(RxWiki News) Children who have issues with sleep—whether it is too much or too little—need their problems addressed in order to prevent disruptions during the day, studies suggest.
According to researchers at Albert Einstein College of Medicine, troubled breathing during sleep affects children as young as six months.
Moreover these issues drastically increase the chances a child will develop behavioral problems, such as aggressiveness, hyperactivity and inattentiveness.
The study investigated over 11,000 children and found those with sleep-disordered breathing were 40 to 50 percent more likely to be affected in mood and actions.
"Talk to a pediatrician about your child's troubled sleep."
"This is the strongest evidence to date that snoring, mouth breathing, and apnea [long pauses in breath during sleep] can have serious behavioral and social-emotional consequences for children," says lead author and professor Karen Bonuck, PhD.
"Parents and pediatricians alike should be paying closer attention to sleep-disordered breathing in young children, perhaps as early as the first year of life."
Dr. Bonuck and her coworkers believe that sleep-disordered breathing deprives the brain of oxygen while increasing carbon dioxide levels, which would interrupt the processes of restorative sleep.
Interruptions in this deep sleep can create a cellular and chemical imbalance in the brain, which in turn causes children to have trouble concentrating, regulating emotion, and engaging in activities that would come easy for those who sleep well.
Their investigation analyzed the effects of multiple sleep breathing patterns, such as sleep apnea and snoring, using data gathered from the Avon Longitudinal Study of Parents and Children.
The study followed tens of thousands of mothers and their children from birth onward, and parents were required to complete questionnaires regarding their child’s sleep-breathing symptoms as part of it.

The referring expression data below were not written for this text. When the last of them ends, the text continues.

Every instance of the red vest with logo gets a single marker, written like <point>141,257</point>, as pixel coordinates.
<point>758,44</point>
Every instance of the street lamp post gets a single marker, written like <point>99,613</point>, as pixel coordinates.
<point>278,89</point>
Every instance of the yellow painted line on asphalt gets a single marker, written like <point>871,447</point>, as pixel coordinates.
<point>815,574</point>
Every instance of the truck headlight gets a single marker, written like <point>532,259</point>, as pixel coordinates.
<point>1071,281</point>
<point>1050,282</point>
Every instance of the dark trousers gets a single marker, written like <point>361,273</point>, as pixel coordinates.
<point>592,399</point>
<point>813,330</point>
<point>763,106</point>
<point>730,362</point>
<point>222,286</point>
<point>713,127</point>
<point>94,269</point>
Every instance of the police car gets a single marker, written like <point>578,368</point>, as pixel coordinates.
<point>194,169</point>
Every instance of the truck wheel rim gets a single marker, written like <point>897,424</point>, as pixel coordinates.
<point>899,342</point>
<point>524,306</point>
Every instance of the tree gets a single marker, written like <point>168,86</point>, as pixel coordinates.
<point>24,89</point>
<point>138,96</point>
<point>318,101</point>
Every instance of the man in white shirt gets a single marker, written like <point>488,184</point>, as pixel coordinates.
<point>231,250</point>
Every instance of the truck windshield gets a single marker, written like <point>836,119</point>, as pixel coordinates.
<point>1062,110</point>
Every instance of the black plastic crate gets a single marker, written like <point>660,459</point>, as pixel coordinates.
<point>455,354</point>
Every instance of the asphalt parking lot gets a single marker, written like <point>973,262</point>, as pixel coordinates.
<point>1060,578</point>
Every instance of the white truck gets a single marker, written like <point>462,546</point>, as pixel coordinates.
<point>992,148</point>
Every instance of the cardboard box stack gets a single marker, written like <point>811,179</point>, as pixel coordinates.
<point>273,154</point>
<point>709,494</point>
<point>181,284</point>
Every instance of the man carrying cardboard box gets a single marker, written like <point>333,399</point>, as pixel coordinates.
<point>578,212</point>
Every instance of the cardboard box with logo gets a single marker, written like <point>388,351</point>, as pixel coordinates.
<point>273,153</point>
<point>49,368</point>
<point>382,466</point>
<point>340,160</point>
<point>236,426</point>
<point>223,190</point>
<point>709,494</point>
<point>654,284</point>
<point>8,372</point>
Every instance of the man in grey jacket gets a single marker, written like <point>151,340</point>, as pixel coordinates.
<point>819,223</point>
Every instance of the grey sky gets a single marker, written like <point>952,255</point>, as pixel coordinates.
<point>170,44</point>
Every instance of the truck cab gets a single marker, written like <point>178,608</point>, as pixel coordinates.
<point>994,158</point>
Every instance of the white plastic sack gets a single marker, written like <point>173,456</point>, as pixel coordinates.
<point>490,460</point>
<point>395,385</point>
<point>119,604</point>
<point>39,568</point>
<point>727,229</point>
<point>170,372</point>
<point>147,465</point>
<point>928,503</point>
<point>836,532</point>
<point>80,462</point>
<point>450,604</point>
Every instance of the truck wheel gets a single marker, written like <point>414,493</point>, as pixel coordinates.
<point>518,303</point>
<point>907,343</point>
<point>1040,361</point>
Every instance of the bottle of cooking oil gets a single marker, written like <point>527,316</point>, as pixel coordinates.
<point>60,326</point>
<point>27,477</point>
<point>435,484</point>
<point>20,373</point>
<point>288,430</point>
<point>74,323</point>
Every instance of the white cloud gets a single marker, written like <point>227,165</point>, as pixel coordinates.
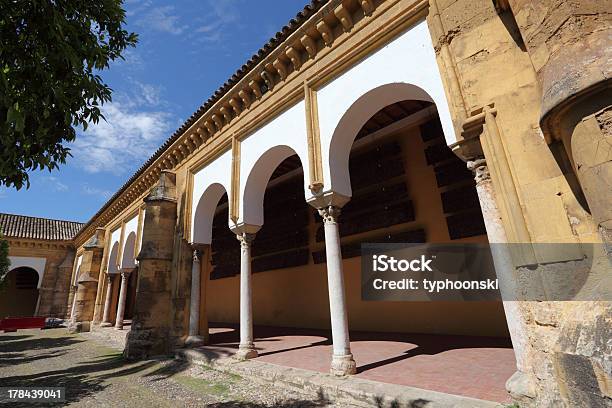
<point>55,184</point>
<point>105,194</point>
<point>162,19</point>
<point>134,128</point>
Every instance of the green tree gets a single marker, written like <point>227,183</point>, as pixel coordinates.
<point>5,263</point>
<point>51,52</point>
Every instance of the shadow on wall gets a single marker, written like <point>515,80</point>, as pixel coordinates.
<point>84,379</point>
<point>416,344</point>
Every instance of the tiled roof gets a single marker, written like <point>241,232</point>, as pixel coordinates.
<point>294,24</point>
<point>21,226</point>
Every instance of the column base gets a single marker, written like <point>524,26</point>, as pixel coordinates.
<point>79,327</point>
<point>343,365</point>
<point>195,341</point>
<point>246,352</point>
<point>521,388</point>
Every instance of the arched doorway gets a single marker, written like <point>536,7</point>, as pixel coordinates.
<point>19,293</point>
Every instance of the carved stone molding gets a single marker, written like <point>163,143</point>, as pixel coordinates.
<point>330,214</point>
<point>246,239</point>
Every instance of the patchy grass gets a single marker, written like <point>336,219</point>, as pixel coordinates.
<point>203,386</point>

The forms analyzed the kids from six months to almost six years old, and a subsequent Strengths and Difficulties Questionnaire (SDQ) gathered their behavioral profiles between ages four and seven. The SDQ measured for attention deficits, hyperactivity, mood fluctuations, issues with peers, behavioral outbursts and their ability to share or help others.
Bonuck notes, “We found that children with sleep-disordered breathing were from 40 to 100 percent more likely to develop neurobehavioral problems by age 7, compared with children without breathing problems.” While hyperactivity was most commonly correlated, problems were found in all areas of behavior reported in the SDQ.
Co-author on the study, Ronald Chervin, MD, explains that this is the strongest evidence to date that sleep issues come before problem behavior. “Previous studies suggesting a possible connection between sleep-disordered breathing symptoms and subsequent behavioral problems weren't definitive, since they included only small numbers of patients, short follow-ups of a single sleep-disordered breathing symptom, or limited control of variables such as low birth weight that could skew the results,” he says.
“But this study shows clearly that sleep-disordered breathing symptoms do precede behavioral problems and strongly suggests that sleep-disordered breathing symptoms are causing those problems."
The research is published in today’s issue of Pediatrics, supported by grants from the National Institute of Health. No conflicts of interest were reported.